Читаем The Seventh Function of Language полностью

When Jacques Bayard arrives, the police have secured the area but the Japanese have disappeared and so has Mustache No. 2, the man knocked over by the Fuego. Hamed’s body is still laid out flat on the pavement alongside his attacker’s, whose umbrella is sticking out of his chest. Simon Herzog is smoking a cigarette, a blanket wrapped around him. No, he has nothing. No, he doesn’t know who those Japanese guys are. They didn’t say anything, they just saved his life and then left. With the Fuego. Yes, the second mustachioed man is probably injured. He must be hard as nails to have gotten up after being hit like that in the first place. Jacques Bayard contemplates the two wrecked cars, perplexed. Why a DS? Production of that model ended in 1975. The Fuego, on the other hand, is so new that it’s fresh from the factory and is not yet on sale. Someone draws an outline in chalk around Hamed’s corpse. Bayard lights a Gitane. So the gigolo’s calculation was wrong: the information he possessed did not protect him. Bayard concludes that the men who killed him did not want to make him talk but to shut him up. Why? Simon tells him Hamed’s last words. Bayard asks what he knows about this seventh function of language. Still in shock, but professorial by instinct, Simon explains: “The functions of language are linguistic categories that were once the subject of a theory by a great Russian linguist named…”

Roman Jakobson.

Simon goes no further in the lecture he was about to give. He remembers the book on Barthes’s desk, Essays in General Linguistics by Roman Jakobson, opened at the page on the functions of language, and the sheet of notes that served as a bookmark.

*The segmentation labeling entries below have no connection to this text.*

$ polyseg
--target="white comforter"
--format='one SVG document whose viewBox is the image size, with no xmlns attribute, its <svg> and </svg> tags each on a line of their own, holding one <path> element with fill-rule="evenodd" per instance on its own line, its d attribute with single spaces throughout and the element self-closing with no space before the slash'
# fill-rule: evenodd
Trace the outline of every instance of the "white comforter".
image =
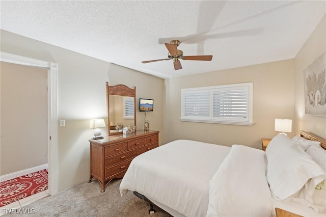
<svg viewBox="0 0 326 217">
<path fill-rule="evenodd" d="M 210 182 L 207 216 L 269 216 L 264 152 L 233 145 Z"/>
<path fill-rule="evenodd" d="M 264 153 L 243 147 L 188 140 L 159 146 L 133 159 L 120 193 L 138 192 L 186 216 L 270 216 Z M 237 159 L 241 156 L 253 162 L 244 166 L 248 162 Z"/>
</svg>

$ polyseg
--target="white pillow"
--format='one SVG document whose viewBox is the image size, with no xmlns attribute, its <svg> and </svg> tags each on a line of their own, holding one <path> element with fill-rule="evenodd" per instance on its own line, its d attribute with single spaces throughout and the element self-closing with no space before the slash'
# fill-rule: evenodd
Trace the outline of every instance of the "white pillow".
<svg viewBox="0 0 326 217">
<path fill-rule="evenodd" d="M 326 150 L 319 146 L 311 146 L 306 152 L 312 157 L 324 171 L 326 171 Z"/>
<path fill-rule="evenodd" d="M 311 146 L 306 152 L 312 157 L 326 171 L 326 150 L 320 146 Z M 314 209 L 319 212 L 326 213 L 326 183 L 324 179 L 316 186 L 315 192 L 312 196 L 314 204 L 316 205 Z"/>
<path fill-rule="evenodd" d="M 304 150 L 304 151 L 306 151 L 311 146 L 320 146 L 320 143 L 319 142 L 317 141 L 312 141 L 311 140 L 306 140 L 303 137 L 298 137 L 297 135 L 295 135 L 292 139 L 293 141 L 297 141 L 301 146 L 301 148 Z"/>
<path fill-rule="evenodd" d="M 312 201 L 315 187 L 326 177 L 323 170 L 297 141 L 285 145 L 269 143 L 267 148 L 270 151 L 267 149 L 266 152 L 266 177 L 273 197 L 279 200 L 294 197 L 302 188 L 305 192 L 304 199 Z"/>
<path fill-rule="evenodd" d="M 269 157 L 271 157 L 273 152 L 281 148 L 282 146 L 290 143 L 292 142 L 291 139 L 289 138 L 286 135 L 281 133 L 279 134 L 273 138 L 268 145 L 266 148 L 266 154 L 269 153 Z"/>
</svg>

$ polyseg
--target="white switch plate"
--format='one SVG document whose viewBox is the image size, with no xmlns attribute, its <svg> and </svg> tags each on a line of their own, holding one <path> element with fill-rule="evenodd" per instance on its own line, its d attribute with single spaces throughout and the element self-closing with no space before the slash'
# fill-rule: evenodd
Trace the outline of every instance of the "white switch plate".
<svg viewBox="0 0 326 217">
<path fill-rule="evenodd" d="M 60 120 L 60 126 L 66 126 L 66 121 L 65 120 Z"/>
</svg>

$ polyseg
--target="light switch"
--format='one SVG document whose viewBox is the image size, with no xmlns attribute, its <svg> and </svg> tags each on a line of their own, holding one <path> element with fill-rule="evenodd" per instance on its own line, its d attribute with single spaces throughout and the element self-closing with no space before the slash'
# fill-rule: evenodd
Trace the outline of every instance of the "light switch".
<svg viewBox="0 0 326 217">
<path fill-rule="evenodd" d="M 65 120 L 60 120 L 60 126 L 66 126 L 66 121 Z"/>
</svg>

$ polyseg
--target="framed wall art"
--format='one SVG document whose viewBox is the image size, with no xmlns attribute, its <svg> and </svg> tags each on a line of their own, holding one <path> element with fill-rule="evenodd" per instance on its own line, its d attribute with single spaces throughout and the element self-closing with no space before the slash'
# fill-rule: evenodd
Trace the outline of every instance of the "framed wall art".
<svg viewBox="0 0 326 217">
<path fill-rule="evenodd" d="M 325 53 L 304 70 L 306 114 L 326 116 Z"/>
</svg>

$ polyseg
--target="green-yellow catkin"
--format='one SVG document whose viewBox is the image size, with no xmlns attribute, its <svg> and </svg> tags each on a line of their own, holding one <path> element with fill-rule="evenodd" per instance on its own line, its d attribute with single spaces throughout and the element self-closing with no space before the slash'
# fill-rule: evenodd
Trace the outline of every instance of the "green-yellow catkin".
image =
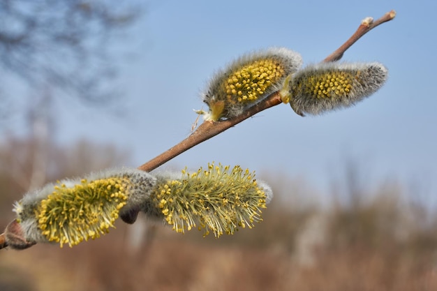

He explains to Bayard that the document for which four people have already been killed was perhaps right under their noses when they searched the apartment on Rue Servandoni, and pays no heed to the policeman standing behind them who then walks away to make a telephone call once he’s heard enough. He cannot see that the policeman has a finger missing on his left hand.

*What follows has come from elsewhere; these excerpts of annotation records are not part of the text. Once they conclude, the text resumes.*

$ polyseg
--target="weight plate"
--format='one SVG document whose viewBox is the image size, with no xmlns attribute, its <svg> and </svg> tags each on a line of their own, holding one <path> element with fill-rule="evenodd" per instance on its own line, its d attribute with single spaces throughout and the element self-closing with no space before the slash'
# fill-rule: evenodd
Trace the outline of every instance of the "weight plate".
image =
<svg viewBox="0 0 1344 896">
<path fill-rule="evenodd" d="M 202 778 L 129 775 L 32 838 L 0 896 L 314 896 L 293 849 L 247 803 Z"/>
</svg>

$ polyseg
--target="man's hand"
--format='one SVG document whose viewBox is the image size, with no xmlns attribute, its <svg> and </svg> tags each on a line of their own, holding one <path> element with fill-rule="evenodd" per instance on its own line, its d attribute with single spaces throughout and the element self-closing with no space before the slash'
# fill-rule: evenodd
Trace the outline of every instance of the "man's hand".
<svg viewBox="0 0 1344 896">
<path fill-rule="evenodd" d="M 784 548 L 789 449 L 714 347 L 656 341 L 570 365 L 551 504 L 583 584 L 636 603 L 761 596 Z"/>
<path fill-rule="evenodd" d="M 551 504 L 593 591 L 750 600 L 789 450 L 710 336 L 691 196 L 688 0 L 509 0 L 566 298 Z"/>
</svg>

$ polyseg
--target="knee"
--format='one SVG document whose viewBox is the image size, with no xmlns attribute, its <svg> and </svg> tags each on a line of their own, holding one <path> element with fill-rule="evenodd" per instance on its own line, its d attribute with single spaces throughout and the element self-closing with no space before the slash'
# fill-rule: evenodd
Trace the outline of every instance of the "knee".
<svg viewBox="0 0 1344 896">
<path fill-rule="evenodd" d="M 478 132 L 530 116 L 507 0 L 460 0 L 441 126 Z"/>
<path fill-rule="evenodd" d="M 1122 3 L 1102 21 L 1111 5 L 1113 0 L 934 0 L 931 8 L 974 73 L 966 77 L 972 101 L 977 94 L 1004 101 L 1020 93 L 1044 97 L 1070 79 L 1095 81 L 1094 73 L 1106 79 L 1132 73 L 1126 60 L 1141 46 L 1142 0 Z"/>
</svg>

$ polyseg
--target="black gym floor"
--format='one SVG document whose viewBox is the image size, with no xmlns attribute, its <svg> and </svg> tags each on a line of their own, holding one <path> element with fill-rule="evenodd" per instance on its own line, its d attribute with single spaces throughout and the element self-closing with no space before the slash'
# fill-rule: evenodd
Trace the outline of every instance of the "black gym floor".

Bayard, too, thinks he’s heard enough, even if he still doesn’t really understand this thing about Jakobson; he pushes Simon inside his 504 and zooms off toward the Latin Quarter, escorted by a van full of uniformed officers, including the one with the severed finger. They arrive in Place Saint-Sulpice, sirens howling, and that is probably a mistake.

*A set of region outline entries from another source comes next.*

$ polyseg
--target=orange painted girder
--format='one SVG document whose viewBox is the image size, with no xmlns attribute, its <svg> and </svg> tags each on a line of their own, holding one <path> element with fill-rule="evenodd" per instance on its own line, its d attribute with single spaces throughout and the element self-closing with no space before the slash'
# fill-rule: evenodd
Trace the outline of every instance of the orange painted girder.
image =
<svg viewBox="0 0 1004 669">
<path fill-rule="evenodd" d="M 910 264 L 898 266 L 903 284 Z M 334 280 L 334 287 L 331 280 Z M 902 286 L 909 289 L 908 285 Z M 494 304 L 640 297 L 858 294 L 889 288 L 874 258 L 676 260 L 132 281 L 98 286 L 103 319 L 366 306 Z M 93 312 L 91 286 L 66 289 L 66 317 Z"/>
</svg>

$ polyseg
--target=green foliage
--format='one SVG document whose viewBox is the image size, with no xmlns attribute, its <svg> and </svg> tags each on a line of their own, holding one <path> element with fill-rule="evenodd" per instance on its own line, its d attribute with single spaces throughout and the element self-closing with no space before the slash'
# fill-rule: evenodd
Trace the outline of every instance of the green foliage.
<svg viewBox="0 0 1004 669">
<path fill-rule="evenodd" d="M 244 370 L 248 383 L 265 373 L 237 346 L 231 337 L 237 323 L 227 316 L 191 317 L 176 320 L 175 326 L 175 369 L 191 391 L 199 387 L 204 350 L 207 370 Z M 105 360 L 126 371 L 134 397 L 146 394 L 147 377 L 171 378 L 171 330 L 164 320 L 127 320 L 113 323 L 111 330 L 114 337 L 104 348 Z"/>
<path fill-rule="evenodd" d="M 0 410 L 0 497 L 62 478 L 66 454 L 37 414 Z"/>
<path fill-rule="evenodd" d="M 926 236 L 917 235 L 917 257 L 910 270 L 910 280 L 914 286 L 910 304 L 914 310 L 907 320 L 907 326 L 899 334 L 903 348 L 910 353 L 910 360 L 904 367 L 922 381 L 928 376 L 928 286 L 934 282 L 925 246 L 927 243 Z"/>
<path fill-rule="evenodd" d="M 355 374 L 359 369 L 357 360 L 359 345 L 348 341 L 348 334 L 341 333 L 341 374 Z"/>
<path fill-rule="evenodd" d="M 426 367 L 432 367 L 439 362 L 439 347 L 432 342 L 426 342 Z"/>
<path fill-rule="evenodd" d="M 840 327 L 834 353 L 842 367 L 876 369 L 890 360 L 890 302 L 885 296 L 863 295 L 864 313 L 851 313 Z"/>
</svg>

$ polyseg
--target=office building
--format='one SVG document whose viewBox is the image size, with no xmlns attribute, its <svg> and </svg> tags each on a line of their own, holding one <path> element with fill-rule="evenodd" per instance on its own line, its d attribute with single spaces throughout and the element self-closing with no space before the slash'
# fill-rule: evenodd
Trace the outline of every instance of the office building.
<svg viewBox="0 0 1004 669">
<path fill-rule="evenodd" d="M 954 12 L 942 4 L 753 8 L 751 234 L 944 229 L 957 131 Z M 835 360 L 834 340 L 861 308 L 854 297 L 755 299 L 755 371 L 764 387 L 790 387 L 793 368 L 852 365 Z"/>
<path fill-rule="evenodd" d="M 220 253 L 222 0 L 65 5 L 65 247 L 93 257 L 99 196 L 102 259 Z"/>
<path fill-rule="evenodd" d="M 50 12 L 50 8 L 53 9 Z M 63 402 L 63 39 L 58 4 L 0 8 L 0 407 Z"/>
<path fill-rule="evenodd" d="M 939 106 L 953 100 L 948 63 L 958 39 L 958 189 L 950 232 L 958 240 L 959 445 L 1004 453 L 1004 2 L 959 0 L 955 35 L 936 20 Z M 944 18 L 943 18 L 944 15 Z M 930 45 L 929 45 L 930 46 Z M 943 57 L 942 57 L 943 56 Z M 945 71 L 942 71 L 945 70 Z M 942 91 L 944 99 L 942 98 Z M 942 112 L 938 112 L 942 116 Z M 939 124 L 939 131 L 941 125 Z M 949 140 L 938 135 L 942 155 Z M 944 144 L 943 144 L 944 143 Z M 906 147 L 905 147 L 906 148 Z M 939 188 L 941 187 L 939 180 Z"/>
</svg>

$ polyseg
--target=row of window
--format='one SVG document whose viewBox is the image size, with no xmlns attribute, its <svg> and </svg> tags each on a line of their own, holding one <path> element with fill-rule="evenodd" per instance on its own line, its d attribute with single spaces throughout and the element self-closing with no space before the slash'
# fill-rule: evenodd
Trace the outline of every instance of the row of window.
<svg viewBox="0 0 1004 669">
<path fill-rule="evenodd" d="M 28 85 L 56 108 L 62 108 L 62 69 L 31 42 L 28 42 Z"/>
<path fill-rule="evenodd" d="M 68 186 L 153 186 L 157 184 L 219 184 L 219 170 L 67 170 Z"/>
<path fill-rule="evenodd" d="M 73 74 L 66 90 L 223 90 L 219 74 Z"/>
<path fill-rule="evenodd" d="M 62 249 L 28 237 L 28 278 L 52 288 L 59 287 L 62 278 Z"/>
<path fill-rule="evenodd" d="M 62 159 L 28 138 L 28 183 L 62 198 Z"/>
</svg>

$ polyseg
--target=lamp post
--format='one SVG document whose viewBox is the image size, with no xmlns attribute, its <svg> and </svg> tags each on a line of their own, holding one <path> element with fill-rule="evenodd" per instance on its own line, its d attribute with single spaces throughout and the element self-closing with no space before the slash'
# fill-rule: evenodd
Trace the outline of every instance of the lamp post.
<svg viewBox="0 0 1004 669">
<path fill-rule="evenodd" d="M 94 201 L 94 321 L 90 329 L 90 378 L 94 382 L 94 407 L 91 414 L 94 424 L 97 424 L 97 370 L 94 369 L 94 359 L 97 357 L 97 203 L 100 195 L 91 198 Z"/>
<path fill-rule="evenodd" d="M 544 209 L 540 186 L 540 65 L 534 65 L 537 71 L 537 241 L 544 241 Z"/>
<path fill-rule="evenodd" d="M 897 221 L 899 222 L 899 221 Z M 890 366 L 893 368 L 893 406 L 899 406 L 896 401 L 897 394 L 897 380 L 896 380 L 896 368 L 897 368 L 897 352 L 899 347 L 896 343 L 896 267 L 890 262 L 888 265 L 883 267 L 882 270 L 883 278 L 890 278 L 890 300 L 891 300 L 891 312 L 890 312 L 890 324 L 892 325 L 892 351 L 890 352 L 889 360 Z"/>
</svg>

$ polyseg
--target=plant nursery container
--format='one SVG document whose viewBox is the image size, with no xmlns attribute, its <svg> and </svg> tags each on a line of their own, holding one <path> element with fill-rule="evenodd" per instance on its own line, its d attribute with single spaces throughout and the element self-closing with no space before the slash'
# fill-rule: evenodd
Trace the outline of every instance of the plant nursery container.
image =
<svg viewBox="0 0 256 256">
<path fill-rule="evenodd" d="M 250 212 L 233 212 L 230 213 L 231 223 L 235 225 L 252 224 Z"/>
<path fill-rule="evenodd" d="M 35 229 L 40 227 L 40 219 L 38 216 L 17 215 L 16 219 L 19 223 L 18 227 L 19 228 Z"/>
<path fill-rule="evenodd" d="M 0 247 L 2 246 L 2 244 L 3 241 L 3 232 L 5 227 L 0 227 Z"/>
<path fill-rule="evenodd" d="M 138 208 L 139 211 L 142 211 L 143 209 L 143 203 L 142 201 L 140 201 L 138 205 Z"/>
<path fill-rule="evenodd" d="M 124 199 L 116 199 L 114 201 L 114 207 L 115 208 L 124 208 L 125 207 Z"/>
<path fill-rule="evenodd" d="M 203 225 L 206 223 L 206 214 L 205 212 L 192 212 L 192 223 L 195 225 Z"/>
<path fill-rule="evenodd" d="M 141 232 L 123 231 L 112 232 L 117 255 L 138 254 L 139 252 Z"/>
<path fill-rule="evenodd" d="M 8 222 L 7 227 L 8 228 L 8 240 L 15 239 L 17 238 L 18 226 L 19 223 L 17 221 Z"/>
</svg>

There is an entry code beside the heavy double doors, and they have to hammer on the window of the concierge’s office. She opens it for them, stupefied.

No, nobody has asked to see the attic room. Nothing special has happened since the installation of the entry code by a Vinci technician last month. Yes, the one with the Russian accent, or maybe it was Yugoslav, or maybe Greek. Actually, it’s funny, he came back today. He said he wanted to do an estimate for installing an intercom. No, he didn’t ask for the key to the seventh-floor room, why? It’s hanging on the board, with the others, look. Yes, he went upstairs not five minutes ago.

Bayard takes the key and climbs the stairs two by two, followed by half a dozen policemen. Simon remains downstairs with the concierge. On the seventh floor, the door to the attic room is locked. Bayard inserts the key in the lock, but it’s obstructed by something: another key, on the inside. The key that was not found on Barthes, thinks Bayard, as he bangs on the door and shouts, “Police!” They hear a noise inside. Bayard orders the door smashed down. The desk looks intact, but the book is no longer there, nor is the page of notes, and there is nobody in the room. The windows are shut.

But the trapdoor to the apartment below is open.

Bayard screams at his men to get downstairs but by the time they have turned around, their prey is already on the stairs and they bump into Barthes’s brother, Michel, coming out of his apartment in a panic because an intruder just came through the hole in his ceiling. So the Vinci technician is now two floors below them, and on the ground floor, of course, Simon, who has no idea what is going on, is shoved out of the way by the man, who sprints out of the building at top speed, and when he slams the double doors shut behind him, the mechanism that he himself installed is triggered, locking them inside.

Bayard rushes into the concierge’s office and grabs the telephone. He wants to call for backup, but it’s a rotary phone and the time it takes him to compose the number feels enough for the man to have reached Porte d’Orléans, or maybe even the city of Orléans.